The DataJoint Model¶
DataJoint is a conceptual refinement of the relational data model offering a more expressive and rigorous framework for database programming (Yatsenko et al., 2018). The DataJoint model facilitates conceptual clarity, efficiency, workflow management, and precise and flexible data queries. By enforcing entity normalization, simplifying dependency declarations, offering a rich query algebra, and visualizing relationships through schema diagrams, DataJoint makes relational database programming more intuitive and robust for complex data pipelines.
The model has emerged over a decade of continuous development of complex data pipelines for neuroscience experiments (Yatsenko et al., 2015). DataJoint has allowed researchers with no prior knowledge of databases to collaborate effectively on common data pipelines sustaining data integrity and supporting flexible access. DataJoint is currently implemented as client libraries in MATLAB and Python. These libraries work by transpiling DataJoint queries into SQL before passing them on to conventional relational database systems that serve as the backend, in combination with bulk storage systems for storing large contiguous data objects.
DataJoint comprises:
- a schema definition language
- a data manipulation language
- a data query language
- a diagramming notation for visualizing relationships between modeled entities
The key refinement of DataJoint over other relational data models and their implementations is DataJoint's support of entity normalization.
Core principles of the DataJoint model¶
Entity Normalization DataJoint enforces entity normalization, ensuring that every entity set (table) is well-defined, with each element belonging to the same type, sharing the same attributes, and distinguished by the same primary key.

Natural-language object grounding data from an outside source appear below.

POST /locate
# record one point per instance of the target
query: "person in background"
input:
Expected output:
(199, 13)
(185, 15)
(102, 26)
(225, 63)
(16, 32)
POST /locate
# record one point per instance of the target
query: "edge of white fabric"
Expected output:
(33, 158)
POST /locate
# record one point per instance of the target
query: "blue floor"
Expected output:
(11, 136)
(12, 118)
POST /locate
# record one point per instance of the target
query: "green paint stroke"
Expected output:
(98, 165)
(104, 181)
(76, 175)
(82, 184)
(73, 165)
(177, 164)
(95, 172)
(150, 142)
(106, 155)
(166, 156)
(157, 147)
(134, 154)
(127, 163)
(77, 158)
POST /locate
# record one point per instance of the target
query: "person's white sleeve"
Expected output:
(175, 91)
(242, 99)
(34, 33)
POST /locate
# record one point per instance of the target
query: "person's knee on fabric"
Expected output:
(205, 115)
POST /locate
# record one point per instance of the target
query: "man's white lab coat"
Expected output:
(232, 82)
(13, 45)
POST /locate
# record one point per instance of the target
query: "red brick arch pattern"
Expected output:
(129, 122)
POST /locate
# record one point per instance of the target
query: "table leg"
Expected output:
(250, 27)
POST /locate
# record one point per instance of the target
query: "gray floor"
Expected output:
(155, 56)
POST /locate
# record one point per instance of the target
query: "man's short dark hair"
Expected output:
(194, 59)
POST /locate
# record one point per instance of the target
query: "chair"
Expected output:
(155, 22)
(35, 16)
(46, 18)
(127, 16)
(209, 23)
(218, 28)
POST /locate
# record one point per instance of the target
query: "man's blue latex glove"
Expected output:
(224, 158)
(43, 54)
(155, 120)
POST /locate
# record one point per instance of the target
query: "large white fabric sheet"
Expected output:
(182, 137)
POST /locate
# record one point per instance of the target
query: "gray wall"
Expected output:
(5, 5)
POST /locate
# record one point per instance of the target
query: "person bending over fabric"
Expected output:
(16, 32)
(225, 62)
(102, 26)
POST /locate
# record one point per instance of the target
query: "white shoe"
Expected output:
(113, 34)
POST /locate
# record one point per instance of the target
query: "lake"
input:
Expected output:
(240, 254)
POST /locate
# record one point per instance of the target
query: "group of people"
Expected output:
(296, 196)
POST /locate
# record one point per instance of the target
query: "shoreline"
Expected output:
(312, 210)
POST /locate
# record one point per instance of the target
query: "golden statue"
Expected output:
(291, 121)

This principle reduces redundancy and avoids data anomalies, similar to Boyce-Codd Normal Form, but with a more intuitive structure than traditional SQL.
Simplified Schema Definition and Dependency Management DataJoint introduces a schema definition language that is more expressive and less error-prone than SQL. Dependencies are explicitly declared using arrow notation (->), making referential constraints easier to understand and visualize. The dependency structure is enforced as an acyclic directed graph, which simplifies workflows by preventing circular dependencies.
Integrated Query Operators producing a Relational Algebra DataJoint introduces five query operators (restrict, join, project, aggregate, and union) with algebraic closure, allowing them to be combined seamlessly. These operators are designed to maintain operational entity normalization, ensuring query outputs remain valid entity sets.
Diagramming Notation for Conceptual Clarity DataJoint’s schema diagrams simplify the representation of relationships between entity sets compared to ERM diagrams. Relationships are expressed as dependencies between entity sets, which are visualized using solid or dashed lines for primary and secondary dependencies, respectively.
Unified Logic for Binary Operators DataJoint simplifies binary operations by requiring attributes involved in joins or comparisons to be homologous (i.e., sharing the same origin). This avoids the ambiguity and pitfalls of natural joins in SQL, ensuring more predictable query results.
Optimized Data Pipelines for Scientific Workflows DataJoint treats the database as a data pipeline where each entity set defines a step in the workflow. This makes it ideal for scientific experiments and complex data processing, such as in neuroscience. Its MATLAB and Python libraries transpile DataJoint queries into SQL, bridging the gap between scientific programming and relational databases.